7. Les dispositions de l'article L. 761-1 du code de justice administrative et de l'article 37 de la loi du 10 juillet 1991 font obstacle à l'octroi d'une somme au titre des frais exposés et non compris dans les dépens à la partie perdante. Il y a lieu, dès lors, de rejeter les conclusions présentées à ce titre pour M. C.

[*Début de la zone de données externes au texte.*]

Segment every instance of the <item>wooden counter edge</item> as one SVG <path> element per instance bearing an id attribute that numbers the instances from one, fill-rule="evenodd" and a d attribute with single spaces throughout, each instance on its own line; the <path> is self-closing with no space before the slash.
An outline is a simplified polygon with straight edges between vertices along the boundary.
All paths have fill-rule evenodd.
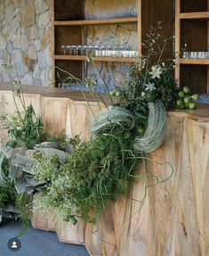
<path id="1" fill-rule="evenodd" d="M 44 87 L 37 86 L 22 86 L 24 94 L 39 95 L 43 97 L 54 97 L 54 98 L 68 98 L 75 102 L 85 102 L 85 99 L 81 92 L 69 91 L 54 87 Z M 8 93 L 11 91 L 9 83 L 0 83 L 0 92 Z M 84 95 L 89 102 L 95 103 L 95 99 L 91 93 L 84 92 Z M 102 98 L 107 104 L 110 104 L 109 96 L 103 94 Z M 100 98 L 97 100 L 100 102 Z M 209 104 L 198 103 L 196 110 L 171 110 L 167 111 L 168 117 L 189 118 L 198 122 L 209 122 Z"/>

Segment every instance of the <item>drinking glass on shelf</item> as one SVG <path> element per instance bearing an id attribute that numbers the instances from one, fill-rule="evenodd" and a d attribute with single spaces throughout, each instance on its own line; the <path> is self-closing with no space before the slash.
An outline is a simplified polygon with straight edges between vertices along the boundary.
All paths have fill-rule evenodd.
<path id="1" fill-rule="evenodd" d="M 66 55 L 66 45 L 61 45 L 61 48 L 63 49 L 63 54 Z"/>
<path id="2" fill-rule="evenodd" d="M 95 56 L 100 56 L 100 45 L 94 45 Z"/>

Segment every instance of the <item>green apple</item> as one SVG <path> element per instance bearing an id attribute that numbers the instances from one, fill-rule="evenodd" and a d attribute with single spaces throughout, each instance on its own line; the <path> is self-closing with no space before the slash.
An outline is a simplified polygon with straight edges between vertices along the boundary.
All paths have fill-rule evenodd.
<path id="1" fill-rule="evenodd" d="M 185 103 L 185 106 L 186 106 L 187 109 L 189 108 L 189 103 L 190 103 L 190 102 L 189 102 L 188 103 Z"/>
<path id="2" fill-rule="evenodd" d="M 183 87 L 183 92 L 184 92 L 186 95 L 189 95 L 189 94 L 190 94 L 190 89 L 189 88 L 189 87 Z"/>
<path id="3" fill-rule="evenodd" d="M 185 104 L 184 104 L 184 103 L 182 103 L 182 104 L 180 106 L 180 109 L 181 109 L 181 110 L 185 109 Z"/>
<path id="4" fill-rule="evenodd" d="M 177 100 L 176 101 L 176 104 L 177 104 L 178 107 L 180 107 L 181 105 L 183 104 L 183 101 L 182 100 Z"/>
<path id="5" fill-rule="evenodd" d="M 184 95 L 185 95 L 185 94 L 184 94 L 183 91 L 180 91 L 178 95 L 179 95 L 179 96 L 180 96 L 181 98 L 183 98 Z"/>
<path id="6" fill-rule="evenodd" d="M 157 96 L 157 90 L 153 90 L 153 91 L 148 91 L 146 93 L 146 100 L 148 102 L 154 102 L 154 100 L 156 99 Z"/>
<path id="7" fill-rule="evenodd" d="M 119 91 L 116 91 L 116 96 L 119 97 L 120 96 L 120 92 Z"/>
<path id="8" fill-rule="evenodd" d="M 185 103 L 189 103 L 189 96 L 184 97 L 183 101 Z"/>
<path id="9" fill-rule="evenodd" d="M 199 99 L 199 95 L 197 94 L 195 94 L 191 96 L 191 98 L 194 100 L 194 101 L 197 101 Z"/>
<path id="10" fill-rule="evenodd" d="M 190 110 L 194 110 L 197 107 L 197 103 L 190 103 L 189 107 Z"/>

Sur les conclusions fondées sur l'article L. 761-1 du code de justice administrative et 37 de la loi du 10 juillet 1991 :

8. Il y a lieu, dans les circonstances de l'espèce, de mettre à la charge de l'Etat, qui doit être regardé comme la partie perdante dans la présente instance, le versement à Me Lebey, avocate de M. C, une somme de 1 000 euros hors taxe. Conformément aux dispositions de l'article 37 de la loi du 10 juillet 1991 modifiée, le recouvrement en tout ou partie de cette somme vaudra renonciation à percevoir, à due concurrence, la part contributive de l'Etat.

D E C I D E :

Article 1er : La requête du préfet du Calvados est rejetée

Article 2 : L'Etat versera la somme de 1 000 euros hors taxe à Me Lebey en application du deuxième alinéa de l'article 37 de la loi du 10 juillet 1991. Me Lebey renoncera, si elle recouvre cette somme, à percevoir la part contributive de l'Etat à l'aide juridictionnelle.

Article 3 : Le présent arrêt sera notifié à M. B D A, à Me Lebey et au ministre d'Etat, ministre de l'intérieur.

Copie en sera adressée pour information au préfet du Calvados.

Délibéré après l'audience du 11 mars 2025, à laquelle siégeaient :

- M. Lainé, président de chambre,

- M. Derlange, président assesseur,

- Mme Picquet, première conseillère.

Rendu public par mise à disposition au greffe le 28 mars 2025.

Le rapporteur,

S. DERLANGE

Le président,

L. LAINÉ

Le greffier,

C. WOLF

La République mande et ordonne au ministre d'Etat, ministre de l'intérieur en ce qui le concerne, et à tous commissaires de justice à ce requis en ce qui concerne les voies de droit commun contre les parties privées, de pourvoir à l'exécution de la présente décision.